I’m a nurturer by nature. I mean, I’ve been known to capture spiders to free in the backyard and stop my car to carry my elderly neighbor’s groceries in for her. For years, all of that nurturing and attention was dedicated to my husband. And then, Ruby entered the world and all of that nurturing and attention immediately shifted to her. I was one-track-minded, anticipating her needs, monitoring her schedule, learning her cries, struggling to breastfeed. It was all Ruby, all the time.
As the primary caregiver and a stay-at-home-mom, she had literally changed every aspect of my life, from my sleep patterns to my personal hygiene to my sudden interest in baby bowel movement schedules. But for my husband, not so much had changed. He still got up every morning and did the same thing he’d been doing for years. He still woke up at the crack of dawn to start his day with a long commute. He still came home exhausted from a busy day at work, followed by another long commute. Except now, when he got home, the house was not clean, dinner wasn’t cooking, and I just wanted him to take the baby for 5 minutes, so that I could get a shower or pee alone.
We didn’t fight, but we weren’t “us.” We didn’t spend time sitting at the dinner table talking about our respective work days and current events or laying in bed watching movies until 2 am or sitting on the patio drinking our morning coffee together. We were in survival mode: keep the baby alive, meet our basic needs, avoid killing each other, wake up the next morning.
My husband just didn’t seem as connected to the baby as I was.

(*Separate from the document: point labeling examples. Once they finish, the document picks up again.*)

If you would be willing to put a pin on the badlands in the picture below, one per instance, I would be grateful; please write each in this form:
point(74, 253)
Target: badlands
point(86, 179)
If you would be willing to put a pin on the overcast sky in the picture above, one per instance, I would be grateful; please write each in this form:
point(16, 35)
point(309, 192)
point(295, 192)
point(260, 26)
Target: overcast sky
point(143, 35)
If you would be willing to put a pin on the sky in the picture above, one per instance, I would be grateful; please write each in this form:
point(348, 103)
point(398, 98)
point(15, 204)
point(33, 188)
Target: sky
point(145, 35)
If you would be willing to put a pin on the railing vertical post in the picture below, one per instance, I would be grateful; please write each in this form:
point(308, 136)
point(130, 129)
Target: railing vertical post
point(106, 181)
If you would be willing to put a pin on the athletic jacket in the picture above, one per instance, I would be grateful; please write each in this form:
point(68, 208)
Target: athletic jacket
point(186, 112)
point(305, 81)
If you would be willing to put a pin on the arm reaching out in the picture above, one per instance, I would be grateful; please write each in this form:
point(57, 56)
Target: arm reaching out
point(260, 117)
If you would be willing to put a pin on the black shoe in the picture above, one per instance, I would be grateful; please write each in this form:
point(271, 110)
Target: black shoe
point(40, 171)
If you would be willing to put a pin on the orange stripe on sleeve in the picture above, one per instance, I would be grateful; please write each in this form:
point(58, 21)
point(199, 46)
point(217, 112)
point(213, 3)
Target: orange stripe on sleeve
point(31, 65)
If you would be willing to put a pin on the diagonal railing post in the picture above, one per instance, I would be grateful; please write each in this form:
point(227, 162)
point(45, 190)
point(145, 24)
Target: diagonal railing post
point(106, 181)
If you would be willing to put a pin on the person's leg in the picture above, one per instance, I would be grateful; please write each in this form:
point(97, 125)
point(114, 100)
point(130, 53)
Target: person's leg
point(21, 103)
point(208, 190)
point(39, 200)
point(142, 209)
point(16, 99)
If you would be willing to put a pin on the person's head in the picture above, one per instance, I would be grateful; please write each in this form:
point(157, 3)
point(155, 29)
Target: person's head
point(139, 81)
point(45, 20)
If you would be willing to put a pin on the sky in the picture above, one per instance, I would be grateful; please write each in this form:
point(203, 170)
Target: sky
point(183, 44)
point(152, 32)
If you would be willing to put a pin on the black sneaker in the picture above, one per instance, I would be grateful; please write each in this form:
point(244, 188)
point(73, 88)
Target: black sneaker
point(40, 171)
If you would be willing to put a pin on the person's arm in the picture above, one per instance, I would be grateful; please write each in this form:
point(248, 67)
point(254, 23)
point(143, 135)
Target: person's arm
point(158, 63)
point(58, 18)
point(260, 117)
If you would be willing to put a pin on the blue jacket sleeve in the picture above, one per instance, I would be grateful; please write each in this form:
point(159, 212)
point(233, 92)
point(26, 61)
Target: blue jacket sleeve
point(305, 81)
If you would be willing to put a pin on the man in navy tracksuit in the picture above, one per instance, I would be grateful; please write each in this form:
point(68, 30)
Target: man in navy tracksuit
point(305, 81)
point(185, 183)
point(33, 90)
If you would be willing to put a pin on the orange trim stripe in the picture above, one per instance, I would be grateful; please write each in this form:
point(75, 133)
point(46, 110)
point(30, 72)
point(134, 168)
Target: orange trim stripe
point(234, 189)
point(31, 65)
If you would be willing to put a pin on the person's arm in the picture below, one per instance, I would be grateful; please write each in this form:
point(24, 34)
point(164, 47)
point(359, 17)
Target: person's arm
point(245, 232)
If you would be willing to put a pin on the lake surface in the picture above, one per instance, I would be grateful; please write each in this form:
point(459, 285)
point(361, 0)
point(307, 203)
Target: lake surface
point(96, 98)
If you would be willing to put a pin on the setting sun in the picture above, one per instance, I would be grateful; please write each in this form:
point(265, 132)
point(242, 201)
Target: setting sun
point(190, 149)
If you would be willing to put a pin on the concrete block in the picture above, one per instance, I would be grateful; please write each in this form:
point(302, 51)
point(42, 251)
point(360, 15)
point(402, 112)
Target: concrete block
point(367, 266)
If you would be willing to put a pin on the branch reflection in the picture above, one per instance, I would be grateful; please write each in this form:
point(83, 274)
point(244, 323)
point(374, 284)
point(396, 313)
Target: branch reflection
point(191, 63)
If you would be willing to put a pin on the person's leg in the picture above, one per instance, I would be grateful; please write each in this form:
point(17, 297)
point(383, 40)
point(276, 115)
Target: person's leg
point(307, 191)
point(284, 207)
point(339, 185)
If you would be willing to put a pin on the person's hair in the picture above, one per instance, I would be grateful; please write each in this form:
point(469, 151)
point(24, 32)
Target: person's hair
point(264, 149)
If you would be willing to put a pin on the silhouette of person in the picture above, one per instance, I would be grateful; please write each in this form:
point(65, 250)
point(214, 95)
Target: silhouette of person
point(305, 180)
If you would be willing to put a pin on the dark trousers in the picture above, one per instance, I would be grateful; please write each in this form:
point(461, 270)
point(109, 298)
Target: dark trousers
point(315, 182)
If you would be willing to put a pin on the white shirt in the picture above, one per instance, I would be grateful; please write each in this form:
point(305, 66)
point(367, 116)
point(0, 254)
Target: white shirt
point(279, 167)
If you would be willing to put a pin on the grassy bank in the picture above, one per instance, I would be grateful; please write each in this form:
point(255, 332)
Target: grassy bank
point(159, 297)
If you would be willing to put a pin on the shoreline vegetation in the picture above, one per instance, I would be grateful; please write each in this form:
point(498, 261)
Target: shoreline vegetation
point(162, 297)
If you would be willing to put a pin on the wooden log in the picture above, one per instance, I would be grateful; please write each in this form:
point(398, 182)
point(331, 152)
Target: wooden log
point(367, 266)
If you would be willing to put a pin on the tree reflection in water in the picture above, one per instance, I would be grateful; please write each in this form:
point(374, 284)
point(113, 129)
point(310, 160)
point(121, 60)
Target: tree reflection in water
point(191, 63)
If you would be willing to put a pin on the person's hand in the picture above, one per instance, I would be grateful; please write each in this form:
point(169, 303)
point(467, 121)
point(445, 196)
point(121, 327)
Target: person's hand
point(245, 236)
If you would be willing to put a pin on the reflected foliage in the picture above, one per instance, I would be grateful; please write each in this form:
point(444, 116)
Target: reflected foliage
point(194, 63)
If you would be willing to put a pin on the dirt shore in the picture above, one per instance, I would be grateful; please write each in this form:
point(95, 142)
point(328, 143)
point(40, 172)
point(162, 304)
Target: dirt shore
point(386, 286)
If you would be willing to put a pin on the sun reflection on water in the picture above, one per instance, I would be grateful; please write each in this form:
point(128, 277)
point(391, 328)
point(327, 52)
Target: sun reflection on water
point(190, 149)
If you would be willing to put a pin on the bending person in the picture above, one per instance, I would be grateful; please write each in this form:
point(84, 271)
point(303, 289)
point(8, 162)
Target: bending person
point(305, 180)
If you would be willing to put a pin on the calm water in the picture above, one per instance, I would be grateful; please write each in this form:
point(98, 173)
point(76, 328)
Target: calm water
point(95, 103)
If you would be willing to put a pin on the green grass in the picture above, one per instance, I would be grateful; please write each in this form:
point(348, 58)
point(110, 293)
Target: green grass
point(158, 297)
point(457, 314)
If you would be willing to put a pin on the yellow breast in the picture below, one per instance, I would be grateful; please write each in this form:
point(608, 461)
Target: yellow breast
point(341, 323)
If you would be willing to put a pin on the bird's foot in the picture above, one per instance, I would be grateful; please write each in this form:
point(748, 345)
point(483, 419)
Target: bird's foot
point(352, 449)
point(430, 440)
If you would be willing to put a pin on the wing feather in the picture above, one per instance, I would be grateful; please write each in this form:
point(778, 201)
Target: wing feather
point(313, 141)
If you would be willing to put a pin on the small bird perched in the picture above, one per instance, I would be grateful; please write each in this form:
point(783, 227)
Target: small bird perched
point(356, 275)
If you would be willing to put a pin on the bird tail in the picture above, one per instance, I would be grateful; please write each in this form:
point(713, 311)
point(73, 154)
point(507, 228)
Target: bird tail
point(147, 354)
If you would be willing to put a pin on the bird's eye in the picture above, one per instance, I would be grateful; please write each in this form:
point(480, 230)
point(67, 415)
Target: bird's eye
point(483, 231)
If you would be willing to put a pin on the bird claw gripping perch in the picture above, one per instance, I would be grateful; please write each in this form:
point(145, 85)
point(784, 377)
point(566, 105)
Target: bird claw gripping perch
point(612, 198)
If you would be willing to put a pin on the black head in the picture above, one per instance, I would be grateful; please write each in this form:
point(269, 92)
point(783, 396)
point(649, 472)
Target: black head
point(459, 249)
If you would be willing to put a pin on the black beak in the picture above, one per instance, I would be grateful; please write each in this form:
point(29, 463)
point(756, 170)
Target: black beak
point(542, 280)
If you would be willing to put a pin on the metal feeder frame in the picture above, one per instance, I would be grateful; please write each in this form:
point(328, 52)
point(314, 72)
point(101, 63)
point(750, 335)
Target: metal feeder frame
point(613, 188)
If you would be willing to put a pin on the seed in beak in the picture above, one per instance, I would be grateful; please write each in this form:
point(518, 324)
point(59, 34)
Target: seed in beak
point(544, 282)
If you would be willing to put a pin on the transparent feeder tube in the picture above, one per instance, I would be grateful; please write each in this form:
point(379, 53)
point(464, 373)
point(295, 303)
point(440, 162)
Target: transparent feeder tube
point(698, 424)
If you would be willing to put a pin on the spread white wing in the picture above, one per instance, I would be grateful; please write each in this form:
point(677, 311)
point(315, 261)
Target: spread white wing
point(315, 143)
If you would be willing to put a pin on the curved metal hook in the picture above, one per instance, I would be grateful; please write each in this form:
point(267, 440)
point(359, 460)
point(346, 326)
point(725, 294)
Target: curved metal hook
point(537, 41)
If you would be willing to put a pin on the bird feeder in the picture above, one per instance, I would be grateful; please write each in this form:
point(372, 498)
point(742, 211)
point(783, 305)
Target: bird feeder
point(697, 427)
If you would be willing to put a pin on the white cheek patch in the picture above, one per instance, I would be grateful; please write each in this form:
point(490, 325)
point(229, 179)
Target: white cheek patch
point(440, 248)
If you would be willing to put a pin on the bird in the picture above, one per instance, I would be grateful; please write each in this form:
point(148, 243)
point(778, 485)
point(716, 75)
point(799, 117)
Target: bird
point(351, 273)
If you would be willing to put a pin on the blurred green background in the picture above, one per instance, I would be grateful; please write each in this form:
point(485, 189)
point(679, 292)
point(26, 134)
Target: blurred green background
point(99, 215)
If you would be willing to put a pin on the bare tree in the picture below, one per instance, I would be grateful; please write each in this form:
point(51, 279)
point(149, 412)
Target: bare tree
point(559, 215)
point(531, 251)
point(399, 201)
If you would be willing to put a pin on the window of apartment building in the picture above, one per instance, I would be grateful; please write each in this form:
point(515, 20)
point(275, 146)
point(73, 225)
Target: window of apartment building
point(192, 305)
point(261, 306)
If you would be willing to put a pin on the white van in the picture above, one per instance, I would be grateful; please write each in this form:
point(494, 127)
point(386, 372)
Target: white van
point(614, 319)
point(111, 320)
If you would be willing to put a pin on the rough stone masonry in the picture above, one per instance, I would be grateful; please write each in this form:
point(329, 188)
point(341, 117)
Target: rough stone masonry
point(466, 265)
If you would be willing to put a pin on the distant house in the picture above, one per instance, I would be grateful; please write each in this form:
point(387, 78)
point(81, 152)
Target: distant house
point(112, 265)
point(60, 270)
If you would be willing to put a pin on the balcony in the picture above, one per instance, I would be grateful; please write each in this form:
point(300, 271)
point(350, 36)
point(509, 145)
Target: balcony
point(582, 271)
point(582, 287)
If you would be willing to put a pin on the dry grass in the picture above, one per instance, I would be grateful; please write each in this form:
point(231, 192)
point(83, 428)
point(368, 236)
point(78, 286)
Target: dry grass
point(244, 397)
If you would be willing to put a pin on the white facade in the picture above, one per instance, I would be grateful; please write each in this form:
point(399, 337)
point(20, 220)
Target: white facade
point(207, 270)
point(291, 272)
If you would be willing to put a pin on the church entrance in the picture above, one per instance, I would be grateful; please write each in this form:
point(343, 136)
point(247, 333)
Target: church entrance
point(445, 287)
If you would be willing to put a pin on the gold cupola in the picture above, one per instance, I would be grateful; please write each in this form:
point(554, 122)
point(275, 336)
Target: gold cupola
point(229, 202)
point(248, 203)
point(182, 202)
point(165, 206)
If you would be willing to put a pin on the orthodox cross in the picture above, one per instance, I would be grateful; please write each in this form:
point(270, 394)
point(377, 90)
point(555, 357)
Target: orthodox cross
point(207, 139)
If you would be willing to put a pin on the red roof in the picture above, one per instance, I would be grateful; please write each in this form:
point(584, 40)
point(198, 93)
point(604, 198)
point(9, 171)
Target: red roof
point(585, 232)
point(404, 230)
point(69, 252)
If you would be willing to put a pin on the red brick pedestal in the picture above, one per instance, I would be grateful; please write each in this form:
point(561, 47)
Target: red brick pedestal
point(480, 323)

He didn’t jump at the first sound of her cry, rush to make a bottle as quickly as humanly possible, or delight in the gas-induced “smiles” that I lived for. It was frustrating and it made me anxiously wonder if we had made a mistake. Was he not ready for this? I was afraid to find out. But reluctantly, I sat him down and talked it out.
That’s when I realized, for nine months, I’d been carrying her inside of me, getting to know her (and her bony heels!), feeling her move, hearing her heartbeat, and getting glimpses into her personality. She was something tangible, real. I knew her as well as I knew myself. For nine months, I had given up soft cheeses and martinis, slept on my side with eight strategically placed pillows, taken lukewarm baths, worn stretch panel pants, gone to countless doctor appointments, taken progesterone, been on bed rest, had to leave my job earlier than planned, and kept a mental log of every acceptable public restroom within a 20 mile radius of me.
My husband, on the other hand, only had passive experiences, feeling the occasional kick, attending the ultrasounds, seeing my belly grow, building the crib, rubbing my aching body, and hearing me groan as I tried to get comfortable in bed every night. But the tangible reality of her and all the changes she would bring? Well, I had a nine month head start on him.
He wasn’t disconnected. He was just learning how to be a dad and was terrified. From his perspective, it was coming naturally to me. I always knew what she wanted, when she wanted it, and how to give it to her. My survival mode was pushing him out of the way because I could change a diaper faster or bathe her more thoroughly.
And I had forgotten that I was also a wife.
I hadn’t made myself available to discuss his worry over our finances or celebrate his promotion. I had been so frustrated with his learning curve that I’d forgotten to show gratitude for the times he got up at 3am and let me sleep. I hadn’t lined up a babysitter so that we could have a date night. I hadn’t even opened up to him about how hard motherhood was and how scared I was too.
So, I learned how to let go. I let him make the world’s slowest bottle, put her diaper on backwards, and dress her in absurdly mismatched outfits. I let him figure it out, instead of taking over. And with all that time that I’d spent steamrolling him, I took care of my needs, so that when we were both done, we had time to figure out the new “us.” It wasn’t as leisurely and pretty, but it was respectful and beautiful in its own way.